PLP 114/2026 abre caminho para reduzir impostos sobre gasolina, diesel, etanol e outros combustíveis ainda em 2026; medida, porém, não garante queda automática do preço nas bombas
O preço dos combustíveis pode ter alívio ainda em 2026. O Senado aprovou o PLP 114/2026, que autoriza a redução de tributos federais incidentes sobre combustíveis em situações de forte impacto no mercado internacional de energia. O texto recebeu 61 votos favoráveis e apenas dois contrários e agora segue para sanção presidencial.
A proposta já havia passado pela Câmara dos Deputados, onde foi aprovada por 318 votos a 113, com uma abstenção.
NA PRÁTICA, O QUE PODE MUDAR?
O projeto permite desoneração excepcional em 2026 para gasolina, diesel rodoviário, biodiesel, etanol e querosene de aviação. A perda de arrecadação poderá ser compensada pelo aumento das receitas federais provenientes do setor de petróleo e gás.

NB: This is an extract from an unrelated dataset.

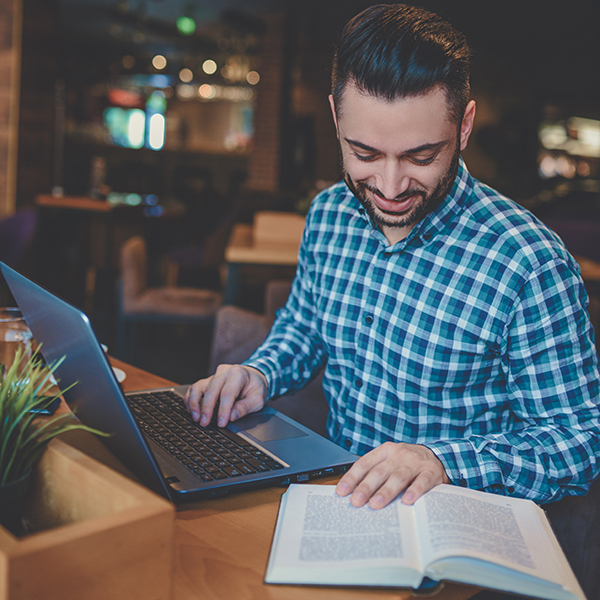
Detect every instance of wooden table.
[60,360,479,600]
[224,211,304,304]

Isso não significa, porém, que o preço cairá automaticamente no posto. A redução dependerá da aplicação das medidas pelo governo e de outros componentes que influenciam o valor final pago pelo consumidor.
O texto também determina proteção à competitividade dos biocombustíveis. Se a tributação federal sobre a gasolina cair 30% ou mais, as alíquotas federais incidentes sobre o etanol deverão ser zeradas.
ETANOL, SAÚDE, EDUCAÇÃO E DEFESA
O pacote aprovado pelo Congresso é mais amplo. Entre as medidas estão até R$ 1,2 bilhão em subvenções aos produtores de etanol hidratado e possibilidade de compensação de até R$ 750 milhões em créditos de PIS/Pasep e Cofins pelo setor.
O texto ainda permite a antecipação de até R$ 3 bilhões do Fundo Social para despesas com saúde e educação e amplia em até R$ 2,5 bilhões os recursos destinados a projetos estratégicos da Defesa Nacional fora dos limites fiscais previstos para 2026.
Outro ponto prevê até R$ 5 bilhões em créditos fiscais para a produção nacional de fertilizantes e outros insumos entre 2027 e 2031, com limite anual de R$ 1 bilhão.
AGORA, A DECISÃO CHEGA AO PLANALTO
Com a aprovação definitiva no Congresso, o PLP 114/2026 depende agora da sanção presidencial para entrar em vigor.
Para o consumidor, a principal expectativa está no bolso: saber se a possibilidade de redução dos impostos será efetivamente adotada e, principalmente, se o alívio tributário chegará ao preço exibido nas bombas dos postos.
Comentário do JP Jornal O Popular:
A aprovação cria uma possibilidade concreta de atuação sobre a carga tributária dos combustíveis, mas é importante separar autorização legal de redução efetiva de preços. O que realmente interessa ao trabalhador é quanto gasolina, etanol e diesel vão custar na hora de abastecer. O JP Jornal O Popular seguirá acompanhando os próximos passos e os efeitos para o consumidor.